Elezioni della Senato della Repubblica

http://utenti.lycos.it/brunik/senato.gif

Marco Sferini
03-11-02, 13:35
Rifondazione Comunista

Principe Borghese
03-11-02, 15:12
Originally posted by Marco Sferini
Rifondazione Comunista

e vantati pure...:cool:

DrugoLebowsky
03-11-02, 19:51
Originally posted by Principe Borghese


e vantati pure...:cool:

senti chi parla :D

Principe Borghese
03-11-02, 21:05
..io sono apartitico:K

Claudio (POL)
05-11-02, 00:26
Sempre Ulivo

Il_Siso
11-11-02, 23:05
Se potessi voterei Rifondazione Comunista.

Elrond
26-11-02, 03:27
Voto MOVIMENTO SOCIALE FIAMMA TRICOLORE !

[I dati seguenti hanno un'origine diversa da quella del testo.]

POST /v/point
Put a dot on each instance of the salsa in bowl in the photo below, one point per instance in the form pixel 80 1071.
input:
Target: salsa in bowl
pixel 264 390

Un saluto a braccio teso a tutti i missini d'Italia ed un saluto caloroso ad ognuno di voi.

XT
29-11-02, 11:07
Ulivo.


Un Fiero e Romano saluto all'impavido Enrold, fugace quanto tenace esempio dei romani valori che cingono e corroborano lo spirito del fiero italiano dedito alla Patria.

Ore 15 del 10 maggio 1939: Marte e Fascista !

bom-bim-bom
29-11-02, 13:50
Che ne dite dal prossimo mese di proporre anche un thread "No, non mi vergogno, votazione senza veli" senza la forma del sondaggio.
Un messaggio per ogni utente, con se non completa quasi, eliminazione di eventuali cloni patriottici. ;)

Goyassel La Zucca
29-11-02, 16:39
Se per la data di oggi - giorno ventinove del mese di novembre dell'anno di grazia 2002 dopo Cristo - fossero in corso le votazioni politiche generali per il rinnovo del Parlamento dell'Italia UNITA, trovandomi nella cabina elettorale per compiere il mio dovere d'elettore e di libero cittadino, così mi comporterei:

1. Aprirei la scheda consegnatami e leggerei, uno dopo l'altro, i nomi de' candidati del collegio.

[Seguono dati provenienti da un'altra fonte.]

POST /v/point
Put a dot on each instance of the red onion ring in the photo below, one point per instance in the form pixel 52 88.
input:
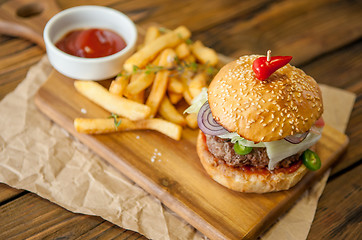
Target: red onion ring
pixel 206 122
pixel 296 139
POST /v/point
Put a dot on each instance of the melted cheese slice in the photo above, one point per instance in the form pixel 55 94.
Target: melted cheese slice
pixel 277 150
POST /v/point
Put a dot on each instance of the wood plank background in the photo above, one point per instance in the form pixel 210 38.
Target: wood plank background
pixel 323 36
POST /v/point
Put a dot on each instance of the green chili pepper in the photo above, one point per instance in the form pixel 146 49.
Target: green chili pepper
pixel 311 160
pixel 242 150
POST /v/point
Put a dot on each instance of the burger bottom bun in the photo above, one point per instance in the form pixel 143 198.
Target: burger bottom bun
pixel 238 180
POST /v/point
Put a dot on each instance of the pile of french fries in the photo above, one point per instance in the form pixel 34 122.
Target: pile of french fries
pixel 168 69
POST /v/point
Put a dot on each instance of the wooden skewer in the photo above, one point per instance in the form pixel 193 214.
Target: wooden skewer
pixel 268 55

2. Letti i nomi, controllerei, con attenzione, a quali partiti i predetti candidati si trovano ad essere apparentati.

3. Mi chiederei, poi, nel caso venissero eletti, quale contegno potrebbero tenere in determinate circostanze (e la conoscenza dell'alleanza a cui sono apparentati risulta sovente assai utile per la comprensione di questo punto).

4. E soprattutto mi chiederei: "Nel caso si trovassero a votare la fiducia ad un eventuale esecutivo capeggiato da Mastro-don Berlusconi, voterebbero a favore o voterebbero contro?"

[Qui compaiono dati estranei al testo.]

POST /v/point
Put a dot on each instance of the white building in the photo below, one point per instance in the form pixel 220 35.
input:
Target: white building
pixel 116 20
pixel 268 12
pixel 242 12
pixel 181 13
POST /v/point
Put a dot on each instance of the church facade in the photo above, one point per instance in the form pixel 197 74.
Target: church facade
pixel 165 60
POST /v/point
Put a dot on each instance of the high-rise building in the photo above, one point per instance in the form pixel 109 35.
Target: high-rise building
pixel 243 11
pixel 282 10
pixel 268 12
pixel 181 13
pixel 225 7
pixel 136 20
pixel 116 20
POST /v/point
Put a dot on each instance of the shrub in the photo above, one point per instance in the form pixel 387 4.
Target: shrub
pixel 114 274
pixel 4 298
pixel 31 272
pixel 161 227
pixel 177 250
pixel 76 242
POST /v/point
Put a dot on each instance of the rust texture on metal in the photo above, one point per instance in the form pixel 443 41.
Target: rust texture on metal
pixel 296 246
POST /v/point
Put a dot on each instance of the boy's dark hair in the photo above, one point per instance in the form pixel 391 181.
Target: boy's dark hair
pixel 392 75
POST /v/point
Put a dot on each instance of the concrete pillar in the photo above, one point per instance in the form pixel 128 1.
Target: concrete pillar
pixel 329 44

5. Nel rispondere alla domanda riportata al punto n. 4, mi preoccuperei di dividere i candidati del collegio in due gruppi. Da un lato quelli che voterebbero sì ad un eventuale governo capeggiato da Mastro-don Berlusconi e, dall'altro, quelli che voterebbero no.

6. Fatta la distinzione di cui sopra, escluderei, all'istante, il primo gruppo di candidati (quelli, cioè, che voterebbero sì).

7. Preso, quindi, in mano il gruppo de' candidati che voterebbero no, cercherei di capire quale di essi, nel mio collegio, abbia maggior possibilità di prevalere sugli altri.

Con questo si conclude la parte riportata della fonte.